The DCGM ServiceMonitor must be manually created (see `dcgm-servicemonitor.yaml`):
- **Namespace**: `gpu-operator` (where DCGM exporter runs)
- **Label**: `release: prometheus` (required for Prometheus discovery)
- **Selector**: `app: nvidia-dcgm-exporter`
- **Endpoint**: `gpu-metrics` port with path `/metrics`

## Troubleshooting

### No metrics showing up:
1. Check PodMonitor exists: `kubectl get podmonitor -A`
2. Check pods have metrics label: `kubectl get pods -n <namespace> -l nvidia.com/metrics-enabled=true`
3. Check Prometheus targets: Visit Prometheus UI → Status → Targets

### DCGM metrics missing:
1. Check DCGM exporter running: `kubectl get daemonset -A | grep dcgm-exporter`
2. Check ServiceMonitor exists: `kubectl get servicemonitor -n gpu-operator`
3. Verify `release: prometheus` label on ServiceMonitor

### Prefill queue metrics showing zero:
- These metrics only populate when **remote prefill** requests are processed
- In local-only mode, decode workers handle prefill themselves (no queue)
- Check deployment mode and request routing configuration

### KV Cache metrics only showing decode workers:
**Important Limitation**: In disaggregated mode, prefill workers (`--is-prefill-worker`) do NOT expose `dynamo_component_kvstats_*` metrics.
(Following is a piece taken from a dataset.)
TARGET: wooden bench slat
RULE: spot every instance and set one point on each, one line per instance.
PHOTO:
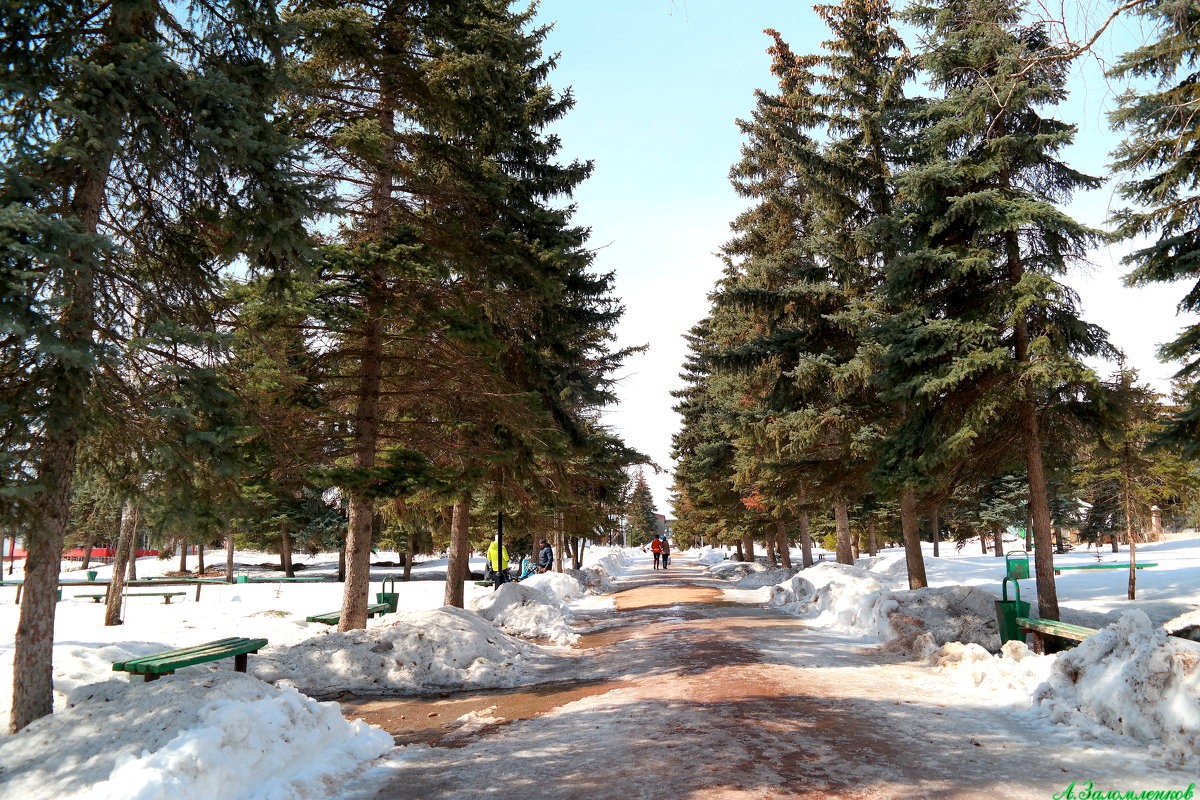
(173, 660)
(333, 618)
Only decode workers expose these.

**Why this happens:**
- Prefill workers transfer KV cache to decode workers via NIXL
- They don't maintain long-term KV cache state
- Only decode workers track KV cache utilization metrics

**How to diagnose prefill worker capacity bottlenecks:**
1. **Check worker logs** for KV cache size at startup:
   ```bash
   kubectl logs -n <namespace> <prefill-worker-pod> | grep "GPU KV cache size"
   # Example output: GPU KV cache size: 254,336 tokens
   ```

2. **Calculate maximum concurrent requests**:
   ```text
   Max Concurrency = KV Cache Size ÷ Tokens Per Request
   # For ISL=8192: 254,336 ÷ 131,072 = 1.94 requests per prefill worker
   ```

3. **Monitor indirect indicators in dashboard**:
   - **Prefill Worker Processing Time**: High avg (>5s) or P99 (>10s) indicates saturation
   - **Frontend Avg TTFT**: If much higher than Prefill Processing Time, indicates queueing
   - **Gap = TTFT - Prefill Processing Time** = Queue wait time

4. **Performance signature of prefill KV cache bottleneck**:
   - Min TTFT is low (1-3s) - proves system CAN be fast
   - Avg/Max TTFT is very high (>30s) - proves requests are queueing
   - Large variance (Max ÷ Min > 20×) - signature of queueing behavior
   - This variance pattern is impossible if the issue was compute-bound - it's the mathematical signature of KV cache capacity bottleneck

### High CPU usage:
1. **Worker CPU Usage showing high values (>30 cores)**:
   - Check if workers have sufficient CPU limits configured
   - May indicate CPU-bound operations (tokenization, scheduling)
   - Compare against GPU utilization - CPU should not be the bottleneck

2. **What's normal?**:
   - vLLM workers use CPU for:
     - Request scheduling and batching
     - Tokenization (input/output processing)
     - KV cache management
     - TCP/gRPC communication (request plane)
   - Expect moderate CPU usage (5-20 cores per worker)
   - GPU compute should dominate, not CPU

## Dashboard Variables

The dashboard uses two template variables for flexibility:

### Datasource Variable
- **Variable**: `${datasource}`
- **Type**: `datasource`
- **Query**: `prometheus`
- **Auto-selects**: Default Prometheus instance
- **Purpose**: Allows the dashboard to automatically connect to your Prometheus instance without hardcoding UIDs

### Namespace Variable
- **Variable**: `${namespace}`
- **Type**: `query`
- **Query**: `label_values(dynamo_frontend_requests_total, namespace)`
- **Purpose**: Allows filtering metrics by Kubernetes namespace (e.g., "robert", "default")
- **Auto-populated**: Dynamically discovers namespaces from frontend pods

**Usage**: All dashboard queries filter by `namespace="$namespace"` to show metrics for the selected deployment. You can switch between different Dynamo deployments in different namespaces using the namespace dropdown at the top of the dashboard.